Die hohen Risken für bestimmte Gruppen und der Anstieg der sozialen Deprivation weisen aber gleichzeitig auf die Herausforderungen im österreichischen Sozialstaat hin: Handlungsbedarf gibt es bei leistbarem Wohnen, Existenzsicherung in Sozialhilfe und Arbeitslosenleistungen, Energiekosten und Bildung.
Leistbares Wohnen: Mietpreisbremse, verbesserte Wohnbeihilfe, sozialer Wohnbau.
Wir brauchen mehr günstigen leistbaren Wohnraum, mehr Investitionen in den öffentlichen und gemeinnützigen Wohnbau, da gibt es in vielen Teilen Österreichs noch großen Aufholbedarf. Weiters ist eine verbesserte Wohnbeihilfe mit einer neuen Mindestsicherung statt der schlechten „Sozialhilfe“ umzusetzen.
Existenzsichernde Sozialleistungen: Reform der schlechten Sozialhilfe, Valorisierung und Erhöhung von Arbeitslosengeld und Notstandshilfe.

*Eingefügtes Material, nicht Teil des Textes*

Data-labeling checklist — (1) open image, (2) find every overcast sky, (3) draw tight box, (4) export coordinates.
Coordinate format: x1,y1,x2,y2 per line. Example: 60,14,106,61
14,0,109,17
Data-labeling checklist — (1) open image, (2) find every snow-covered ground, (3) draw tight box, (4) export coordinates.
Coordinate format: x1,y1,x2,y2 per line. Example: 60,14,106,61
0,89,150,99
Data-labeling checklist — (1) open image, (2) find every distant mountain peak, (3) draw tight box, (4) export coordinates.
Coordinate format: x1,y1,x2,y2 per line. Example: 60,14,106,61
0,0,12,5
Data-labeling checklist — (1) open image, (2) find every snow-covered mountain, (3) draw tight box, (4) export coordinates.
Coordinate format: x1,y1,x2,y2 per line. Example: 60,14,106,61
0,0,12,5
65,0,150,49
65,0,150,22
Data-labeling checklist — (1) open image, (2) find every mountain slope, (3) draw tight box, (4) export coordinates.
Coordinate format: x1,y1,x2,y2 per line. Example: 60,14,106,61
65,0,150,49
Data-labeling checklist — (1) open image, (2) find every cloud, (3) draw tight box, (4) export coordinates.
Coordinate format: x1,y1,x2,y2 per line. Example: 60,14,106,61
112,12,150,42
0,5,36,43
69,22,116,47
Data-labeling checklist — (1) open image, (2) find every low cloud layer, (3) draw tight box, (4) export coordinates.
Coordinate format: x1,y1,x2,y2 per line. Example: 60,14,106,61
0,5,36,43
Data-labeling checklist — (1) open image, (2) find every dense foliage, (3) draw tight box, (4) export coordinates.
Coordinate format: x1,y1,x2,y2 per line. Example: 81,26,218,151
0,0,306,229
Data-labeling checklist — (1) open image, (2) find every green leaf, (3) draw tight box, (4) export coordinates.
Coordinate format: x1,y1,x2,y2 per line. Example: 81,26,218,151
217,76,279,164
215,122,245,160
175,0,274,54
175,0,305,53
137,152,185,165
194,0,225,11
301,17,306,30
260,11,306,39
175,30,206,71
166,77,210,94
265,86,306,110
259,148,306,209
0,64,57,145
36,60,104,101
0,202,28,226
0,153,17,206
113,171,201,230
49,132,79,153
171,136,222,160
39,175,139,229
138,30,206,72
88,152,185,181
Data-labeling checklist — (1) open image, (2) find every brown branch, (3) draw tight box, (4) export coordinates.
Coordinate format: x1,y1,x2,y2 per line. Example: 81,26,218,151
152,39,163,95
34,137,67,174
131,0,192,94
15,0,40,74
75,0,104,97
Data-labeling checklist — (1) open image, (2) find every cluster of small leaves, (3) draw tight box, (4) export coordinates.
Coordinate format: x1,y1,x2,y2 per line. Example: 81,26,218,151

Zu besonders drastischen Kürzungen kommt es im Sozialhilfegesetz bei Menschen mit Behinderungen, deren Unterhaltsforderungen jetzt österreichweit als Einkommen gewertet werden. Kinder sind von Kürzungen gravierend betroffen und vielfach in ihrer Entwicklung eingeschränkt. Eine weitere massive Verschlechterung betrifft die Leistungen fürs Wohnen, auch die Wohnbeihilfe wird jetzt von den zuständigen Behörden einbehalten. Mindeststandards gibt es keine mehr, das Ziel der Armutsbekämpfung ist aus den Zielen des Gesetzes gestrichen worden. Manche wollen in dieser Situation Sozialleistungen für die Ärmsten im Land weiter kürzen. Und Menschen mit einem pauschalen Sachleistungszwang entmündigen.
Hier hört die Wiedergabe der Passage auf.